Noch eine Ergänzung zur Wortstellung in dieser Inschrift.

Für den sDm=f- bzw. sDm.n=f-Satz gilt folgende Regel (Gardiner, § 27):

Prädikat - Subjekt - Objekt - Adverb bzw. adverbielle Bestimmung (Präposition + Substantiv)

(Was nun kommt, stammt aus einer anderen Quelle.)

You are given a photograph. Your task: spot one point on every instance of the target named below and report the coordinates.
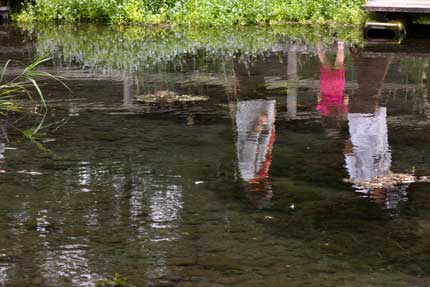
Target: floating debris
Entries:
(388, 181)
(30, 172)
(169, 97)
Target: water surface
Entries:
(243, 158)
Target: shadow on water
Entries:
(269, 157)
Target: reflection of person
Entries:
(332, 101)
(332, 83)
(255, 123)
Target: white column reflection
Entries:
(67, 263)
(255, 124)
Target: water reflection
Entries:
(367, 152)
(119, 192)
(332, 101)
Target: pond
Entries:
(289, 156)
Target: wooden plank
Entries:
(398, 6)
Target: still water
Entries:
(251, 157)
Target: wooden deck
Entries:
(398, 6)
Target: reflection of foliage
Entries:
(138, 47)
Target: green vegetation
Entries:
(13, 90)
(139, 48)
(195, 12)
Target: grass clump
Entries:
(195, 12)
(21, 86)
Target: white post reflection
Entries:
(370, 155)
(292, 75)
(367, 154)
(255, 123)
(67, 263)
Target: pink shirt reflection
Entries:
(332, 86)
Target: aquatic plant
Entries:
(194, 12)
(13, 90)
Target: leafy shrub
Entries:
(195, 12)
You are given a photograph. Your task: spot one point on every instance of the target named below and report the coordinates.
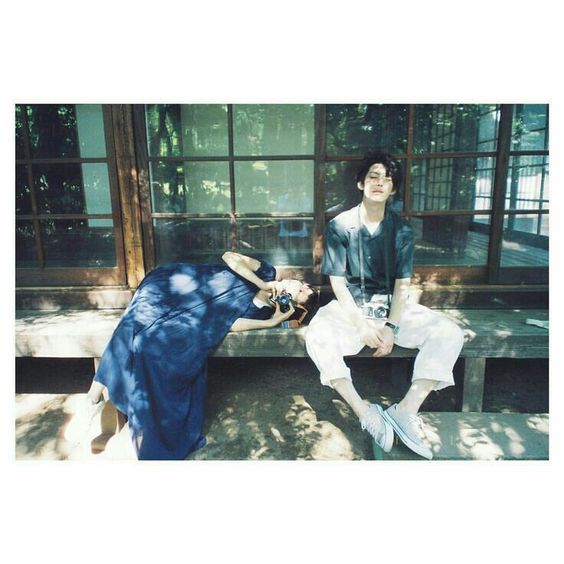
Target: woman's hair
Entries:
(391, 164)
(311, 304)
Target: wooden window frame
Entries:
(44, 275)
(148, 215)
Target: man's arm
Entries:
(399, 299)
(369, 334)
(244, 324)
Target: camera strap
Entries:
(361, 259)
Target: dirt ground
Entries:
(265, 409)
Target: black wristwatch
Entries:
(392, 326)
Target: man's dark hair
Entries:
(391, 164)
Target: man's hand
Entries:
(278, 316)
(370, 334)
(387, 342)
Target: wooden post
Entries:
(127, 174)
(473, 388)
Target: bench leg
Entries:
(473, 387)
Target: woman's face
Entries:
(299, 291)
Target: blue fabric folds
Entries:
(155, 365)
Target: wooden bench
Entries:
(478, 436)
(488, 334)
(452, 436)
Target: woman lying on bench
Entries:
(154, 369)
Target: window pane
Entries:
(530, 127)
(190, 187)
(527, 183)
(452, 184)
(163, 130)
(274, 186)
(197, 241)
(456, 241)
(273, 129)
(204, 130)
(23, 197)
(525, 240)
(460, 127)
(78, 243)
(26, 249)
(53, 131)
(279, 241)
(73, 188)
(341, 192)
(354, 129)
(20, 154)
(90, 125)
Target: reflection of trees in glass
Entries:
(207, 187)
(530, 127)
(341, 192)
(60, 188)
(52, 130)
(449, 127)
(168, 192)
(163, 130)
(26, 249)
(204, 130)
(197, 241)
(71, 242)
(353, 129)
(19, 132)
(23, 199)
(273, 129)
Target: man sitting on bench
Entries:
(368, 255)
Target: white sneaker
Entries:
(374, 422)
(77, 429)
(409, 429)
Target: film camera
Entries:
(285, 300)
(375, 310)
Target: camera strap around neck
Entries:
(361, 258)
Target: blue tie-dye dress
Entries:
(155, 365)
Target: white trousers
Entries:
(330, 336)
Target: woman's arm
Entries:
(245, 267)
(243, 324)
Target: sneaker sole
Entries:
(388, 431)
(406, 440)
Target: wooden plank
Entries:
(473, 386)
(127, 176)
(84, 334)
(480, 436)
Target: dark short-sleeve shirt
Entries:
(341, 255)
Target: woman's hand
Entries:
(278, 316)
(274, 287)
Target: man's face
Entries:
(376, 186)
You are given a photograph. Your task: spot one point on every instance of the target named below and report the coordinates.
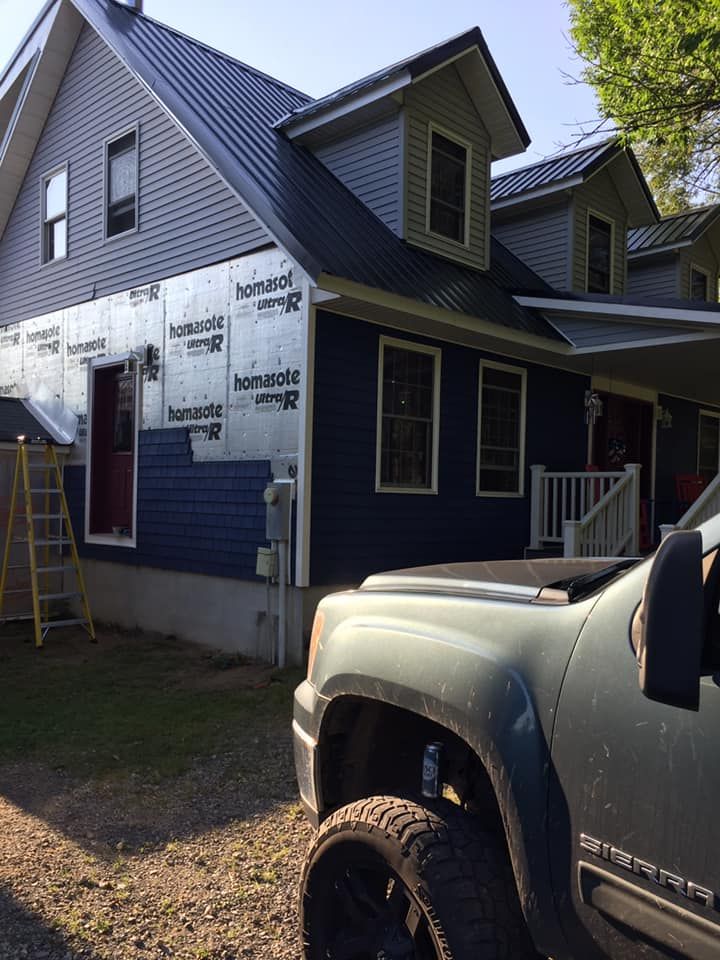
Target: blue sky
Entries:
(321, 45)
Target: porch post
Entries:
(634, 518)
(571, 538)
(536, 505)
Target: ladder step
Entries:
(52, 542)
(62, 623)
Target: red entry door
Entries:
(623, 434)
(113, 451)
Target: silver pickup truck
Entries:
(517, 759)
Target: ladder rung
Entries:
(62, 623)
(52, 542)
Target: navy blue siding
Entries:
(196, 517)
(187, 216)
(356, 531)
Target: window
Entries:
(121, 184)
(501, 430)
(448, 194)
(600, 237)
(698, 284)
(708, 444)
(408, 414)
(54, 214)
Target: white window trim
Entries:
(436, 353)
(133, 128)
(522, 373)
(599, 216)
(706, 273)
(715, 416)
(43, 180)
(435, 128)
(111, 539)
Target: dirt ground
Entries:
(185, 853)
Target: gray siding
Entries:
(443, 100)
(187, 216)
(368, 163)
(599, 195)
(540, 239)
(653, 279)
(699, 255)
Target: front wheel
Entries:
(389, 879)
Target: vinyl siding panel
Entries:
(658, 278)
(443, 100)
(699, 255)
(599, 195)
(369, 163)
(540, 238)
(187, 216)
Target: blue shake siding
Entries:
(356, 531)
(195, 517)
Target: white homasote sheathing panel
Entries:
(222, 348)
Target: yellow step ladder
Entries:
(47, 554)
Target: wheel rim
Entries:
(360, 909)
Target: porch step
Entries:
(540, 553)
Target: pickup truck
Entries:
(516, 759)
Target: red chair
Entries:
(688, 487)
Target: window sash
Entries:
(407, 422)
(599, 256)
(501, 427)
(448, 187)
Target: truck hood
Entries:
(520, 580)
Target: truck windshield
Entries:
(582, 586)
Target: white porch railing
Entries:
(589, 513)
(706, 506)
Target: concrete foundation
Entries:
(217, 611)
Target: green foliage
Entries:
(655, 65)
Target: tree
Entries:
(655, 65)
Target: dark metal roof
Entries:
(675, 230)
(580, 163)
(416, 65)
(16, 419)
(229, 110)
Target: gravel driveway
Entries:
(201, 865)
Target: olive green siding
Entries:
(441, 99)
(599, 196)
(702, 256)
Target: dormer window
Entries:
(698, 284)
(599, 259)
(54, 214)
(448, 194)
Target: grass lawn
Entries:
(130, 702)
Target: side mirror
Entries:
(670, 623)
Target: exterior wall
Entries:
(442, 99)
(700, 255)
(653, 278)
(356, 531)
(600, 196)
(541, 239)
(369, 163)
(187, 216)
(195, 517)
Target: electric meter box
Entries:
(278, 506)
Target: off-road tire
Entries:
(458, 876)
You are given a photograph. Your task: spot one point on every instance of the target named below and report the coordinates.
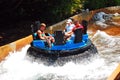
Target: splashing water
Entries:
(98, 67)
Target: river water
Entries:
(17, 66)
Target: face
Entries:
(42, 28)
(69, 24)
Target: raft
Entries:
(77, 45)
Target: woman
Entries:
(42, 36)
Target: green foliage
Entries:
(96, 4)
(63, 8)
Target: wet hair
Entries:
(43, 24)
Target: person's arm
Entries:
(40, 35)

Prädikat: dj.n "geben" bzw. "hat gegeben"
Subjekt: (=j) "ich" (nicht geschrieben)
Objekt: nswy.t und jAw.t "Königtum" und "Amt" - beide Objekte sind durch den direkten Genitiv nähe bestimmt
adverbielle Bestimmung: n sA.t(=j) "meiner Tochter" - mit der Präposition n wird der Dativ ausgedrückt (Gardiner, § 52) - der Name ist vielleicht als Apposition aufzufassen

Es folgen Nebensätze.

Folgende Besonderheit ist zu beachten:

Steht beim Dativ kein Substantiv, sondern ein Suffixpronomen, so verändert sich die Wortfolge in (Gardiner, § 66):

Prädikat - Subjekt - adverbielle Bestimmung - Objekt

Beispiele dieser Art hatten wir schon:

dj.n(=j) n=k anx snb nb ...

Prädikat: dj.n "geben" bzw. "hat gegeben"
Subjekt: (=j) "ich" (nicht geschrieben)
adverbielle Bestimmung: n=k "dir" (Dativ)
Objekt: anx und snb "Leben" und "Gesundheit"

Es gibt noch andere Gründe für Abweichungen von der Standard-Wortfolge, aber das soll im Moment genügen.